Vilem Flusser: "Towards a Philosophy of Photography"
Images are two-dimensional areas in which they
reduce time and space into a simplistic form. Our eyes are then able to intake
the information of the image by scanning over the surface. However, we are able
to interpret these images in multiple meanings.
It is at this point that the images can
become screens for humans to project themselves into. At the same time, the
images illustrate texts that are the written context of the image in order to
comprehend both expressions of ideas and thoughts. These texts can take away
the so called “magical” meanings and emotions much like the technical images.
Technical
images, such as photographs, can be illustrated with magic by the texts that
are paired with them. These images don’t have a set story until the text is
written to be paired with them. But these images can be repeated endlessly for
memories in every aspect of life. [If
it is the intention of writing to mediate between human beings and their
images, it can also obscure images instead of representing them. We can’t
decode our texts anymore, or reconstruct the signified images.]
All of
these images can now be depicted through the use of a camera. All of the
possible meaning can be created through the camera alone.
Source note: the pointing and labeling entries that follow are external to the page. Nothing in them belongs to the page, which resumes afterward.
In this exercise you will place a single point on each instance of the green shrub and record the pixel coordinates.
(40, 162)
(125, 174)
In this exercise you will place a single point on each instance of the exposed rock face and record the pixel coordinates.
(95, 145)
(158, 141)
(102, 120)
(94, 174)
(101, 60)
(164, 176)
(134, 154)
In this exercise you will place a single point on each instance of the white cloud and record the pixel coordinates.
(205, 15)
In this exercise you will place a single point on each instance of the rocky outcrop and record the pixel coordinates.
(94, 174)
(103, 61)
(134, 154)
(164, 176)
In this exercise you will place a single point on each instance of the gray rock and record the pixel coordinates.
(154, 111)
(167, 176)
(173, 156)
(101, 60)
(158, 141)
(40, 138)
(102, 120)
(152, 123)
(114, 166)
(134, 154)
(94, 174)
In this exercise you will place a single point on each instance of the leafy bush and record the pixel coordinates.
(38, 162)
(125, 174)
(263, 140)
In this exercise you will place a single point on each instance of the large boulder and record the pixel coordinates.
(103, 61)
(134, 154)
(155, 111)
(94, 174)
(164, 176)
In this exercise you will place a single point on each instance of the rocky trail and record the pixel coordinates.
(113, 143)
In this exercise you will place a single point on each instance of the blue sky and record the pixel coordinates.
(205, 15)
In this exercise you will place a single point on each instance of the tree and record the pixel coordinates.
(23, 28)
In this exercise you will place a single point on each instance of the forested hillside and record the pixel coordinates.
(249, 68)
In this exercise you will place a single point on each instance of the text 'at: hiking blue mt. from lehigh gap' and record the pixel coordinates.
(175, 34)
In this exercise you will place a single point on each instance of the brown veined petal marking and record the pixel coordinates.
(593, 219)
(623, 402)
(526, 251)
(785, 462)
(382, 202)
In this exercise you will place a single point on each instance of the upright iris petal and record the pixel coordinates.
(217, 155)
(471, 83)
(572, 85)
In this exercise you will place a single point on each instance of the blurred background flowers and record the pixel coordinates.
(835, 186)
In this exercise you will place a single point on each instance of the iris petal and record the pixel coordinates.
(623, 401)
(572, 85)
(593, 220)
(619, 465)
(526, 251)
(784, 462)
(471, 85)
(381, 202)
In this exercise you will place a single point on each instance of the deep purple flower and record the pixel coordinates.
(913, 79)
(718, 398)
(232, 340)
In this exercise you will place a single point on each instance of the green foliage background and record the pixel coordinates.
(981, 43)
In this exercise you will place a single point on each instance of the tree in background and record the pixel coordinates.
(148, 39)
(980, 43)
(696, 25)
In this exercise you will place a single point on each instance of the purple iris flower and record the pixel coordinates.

But to a point, the
photographers (the operator) tries to discover other ways in which the real
world has not been viewed through the one compressed flat view. This is a first
in which the operator merges with the device; thus the need to call the unity
functionaries. The photographer controls the camera even though they do not
know what is going on inside of the camera by the design of the camera’s
exterior. I don’t think that being able to control something without knowing
the ins and outs of the object is fully possible. You will achieve low outcomes
by doing so. And yet, by working and manipulating you learning the molding
process in which you create and how the device is created.